Castelli dell’Alto Garda: un itinerario inedito tra il lago e le Dolomiti


Castel ToblinoI Castelli dell’Alto Garda, che spiccano tra i panorami limpidi del Trentino, nascondono leggende d’ogni sorta. Racchiudono storie nelle quali perdersi a qualsiasi età. Castel Toblino è forse il più noto dei Castelli trentini. Unico nel suo genere, è immerso nell’omonimo lago, in piena valle tra Padergnone e Sarche, in zona Calavino. Nato da uno sperone roccioso staccatosi dalla montagna sovrastante, e finito nel lago, Castel Toblino ha una forma quadrangolare ed è uno spettacolo naturale che ben si armonizza con la robusta cinta merlata e il magnifico parco che lo circondano.  Duemila anni fa fu concepito come piccolo tempio dedicato al culto delle fate che vivevano sull’isola: lo testimonia una lapide che si trova nel lussuoso portico. Oggi quel che resta del Castello è il frutto della riedificazione voluta da Bernardo Clesio nel XVI secolo. Da allora, il carattere lacustre della fortezza lo distingue in tutto il Trentino. Tra le sue mura si aggrovigliano misteri e leggende del passato – come quella del principe vescovo Madruzzo e di bellissime amanti – che, oggi, riecheggiano nei sapori e profumi dell’omonimo ristorante, rifugio genuino per palati raffinati.

Castello di Arco di TrentoIl Castello di Arco è un altro esempio di fortezza arroccata. Impreziosito da un ricco sentiero di ulivi che ci conduce al suo ingresso, e dai prati che si trovano una volta varcata la soglia, il Castello di Arco è un gioiello dell’anno 1000, di cui rimane l’antica muraglia e le due torri. Il suo fascino è stato immortalato nel bel dipinto di Albrecht Durer del 1495, dal titolo “Fenedier Klawsen”. Opera di “nobili liberi”, che volevano difendersi dagli attacchi, la sua imponente struttura ha resistito nei secoli malgrado le vicissitudini che l’hanno colpita nel corso della storia. Prima bombardato dai francesi nella guerra di secessione al trono di Spagna, poi oggetto di contesa tra i proprietari d’Arco, il Castello è stato finalmente acquisito dal Comune di Arco nel 1982. I suoi interni, in particolare la terza stanza, sono arricchiti da affreschi del ‘300-‘400.

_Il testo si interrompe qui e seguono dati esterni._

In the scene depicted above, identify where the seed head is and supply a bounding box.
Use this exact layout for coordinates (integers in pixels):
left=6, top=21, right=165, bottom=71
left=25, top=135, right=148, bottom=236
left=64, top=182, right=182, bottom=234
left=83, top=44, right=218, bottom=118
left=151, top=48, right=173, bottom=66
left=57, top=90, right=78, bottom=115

Castel StenicoE che dire di Castel Stenico? La sua storia è legata ai principi vescovi di Trento, che amministravano anche la giustizia, ma è nato come rifugio degli Stoni, popolazione alpina da cui prende nome il paese, poi sterminata dai romani. Complesso di palazzi altomedievali e cortili, Castel Stenico domina la conca delle Giudicarie esteriori. Imponente e severo all’esterno, con la torre della fame – così detta perché qui venivano fatti morire di stenti i prigionieri, le cui anime inquiete comparirebbero nelle notti di luna piena – si scopre elegante e pregiato nelle sale interne. Sculture, affreschi, raffinati arredi, collezioni provenienti dal Museo del Castello del Buon Consiglio gli conferiscono una straordinaria magnificenza. La cappella di S.Martino con il ciclo di affreschi (inizi XIII) sulla nascita e vita di Gesù, venuto alla luce durante i restauri degli anni Ottanta, sono un altro tesoro nascosto.

Volendo finire in bellezza il nostro viaggio, vale la pena andare ad ammirare Castel Drena per la suggestiva posizione geografica. La sua torre merlata (27 m) si staglia, infatti, solitaria nel meraviglioso deserto della Marocche, una distesa di macigni: 187 milioni di metri cubi di origine glaciale.

E poi Castel di Tenno (XII), preziosa fortezza nel singolare paesaggio che divide le vie alpine per le Valli Giudicarie, seppure non visitabile in quanto residenza privata.